In 1156, it was Maio who was primarily responsible for the Treaty of Benevento, which ended hostilities between Sicily and the Holy See and preserved for William the legatine powers granted originally to his father. The newfound alliance with Adrian IV made the Sicilians enemies, inevitably, of the Holy Roman Emperor Frederick Barbarossa. Maio may have even been present at the formation of the Lombard League, as an envoy of William's. Maio's concentration on events to the north, however, proved the downfall of the African possessions of the crown. On 11 January 1160, Mahdia surrendered, and Maio received a lot of the blame. His unpopularity peaked, but so did his power.
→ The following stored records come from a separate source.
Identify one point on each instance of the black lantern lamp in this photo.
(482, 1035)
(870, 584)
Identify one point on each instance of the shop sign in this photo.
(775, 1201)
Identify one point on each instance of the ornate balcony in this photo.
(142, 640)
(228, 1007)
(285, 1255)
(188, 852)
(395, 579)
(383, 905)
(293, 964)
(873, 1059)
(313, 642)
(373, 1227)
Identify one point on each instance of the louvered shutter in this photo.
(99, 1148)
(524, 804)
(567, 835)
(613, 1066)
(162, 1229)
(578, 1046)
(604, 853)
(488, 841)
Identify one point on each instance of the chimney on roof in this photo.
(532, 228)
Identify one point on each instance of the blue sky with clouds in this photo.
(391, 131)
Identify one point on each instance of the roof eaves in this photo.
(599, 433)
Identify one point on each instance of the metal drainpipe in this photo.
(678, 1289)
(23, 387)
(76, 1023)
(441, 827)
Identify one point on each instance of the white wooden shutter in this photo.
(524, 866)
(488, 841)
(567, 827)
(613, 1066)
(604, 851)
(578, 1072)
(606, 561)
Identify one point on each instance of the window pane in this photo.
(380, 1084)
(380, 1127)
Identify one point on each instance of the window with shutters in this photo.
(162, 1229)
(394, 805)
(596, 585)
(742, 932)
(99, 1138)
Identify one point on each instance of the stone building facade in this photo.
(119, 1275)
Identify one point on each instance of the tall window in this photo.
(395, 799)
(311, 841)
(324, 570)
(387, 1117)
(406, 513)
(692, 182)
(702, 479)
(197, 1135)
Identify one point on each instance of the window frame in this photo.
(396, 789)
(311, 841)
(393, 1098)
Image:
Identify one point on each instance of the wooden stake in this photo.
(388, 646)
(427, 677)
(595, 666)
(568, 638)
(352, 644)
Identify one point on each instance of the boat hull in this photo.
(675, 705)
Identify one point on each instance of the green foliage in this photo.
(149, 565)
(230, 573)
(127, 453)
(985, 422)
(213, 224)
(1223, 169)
His enemies spread rumours that he was aiming to seize the crown, that he had already seized the regalia with the help of Queen Margaret, with whom he was certainly in bed, and that he was even planning the king's assassination: with the help of the pope. Certainly, all such allegations were patent nonsense, but a conspiracy arose on the peninsula around one Matthew Bonnellus, who planned to assassinate the admiral himself. Bonnellus was an intimate of Maio, who wished to marry his daughter to him, and therefore was well-positioned to strike the undoing blow. While Maio prepared a wedding, Bonnellus prepared an assassination. On 10 November 1160, in the street called Via Coperta, Bonnellus and his conspirators stabbed Maio to death and severely wounded his chief protégé, Matthew of Ajello. Maio's wife and children were quickly whisked away as a mob descended on his palace. It was a brutal end.

Maio's influence as a courtier of William was great. His administration is noted primarily for consolidating the centralisation begun under the first two Rogers. Though he neglected the widespread conquests (wrought largely by George of Antioch) of the kingdom, he assured a stability that proved after his death to be very volatile. The King's confidence in him was so great as to result in the nomination of his brother Stephen and his brother-in-law Simon to high posts of captain in Apulia and seneschal. According to his enemy the chronicler "Hugo Falcandus" put it:

This Maio was a very monster; indeed, it would be impossible to find vermin more loathsome, more pernicious or more damaging to the Kingdom. His character was capable of any baseness, and his eloquence was equal to his character. Great was his facility for pretence or dissimulation at will. He was, in addition, much given to debauchery, for ever seeking to bring noble matrons and virgins to his bed; the more unstained their virtue, the more ardently did he strive to possess them.

Maio wrote an "Exposition of the Lord's Prayer" in the scholastic tradition.

==Sources==
- Johns, Jeremy (1999). "The Mystery at Chùrchuro: Conspiracy or Incompetence in Twelfth-Century Sicily?"
- Metcalfe, Alex (2009). "Muslims of Medieval Italy"
- Alio, Jacqueline. Margaret, Queen of Sicily. New York: Trinacria, 2017.
- Norwich, J. J. The Kingdom in the Sun, 1130–1194. London: Longman, 1970.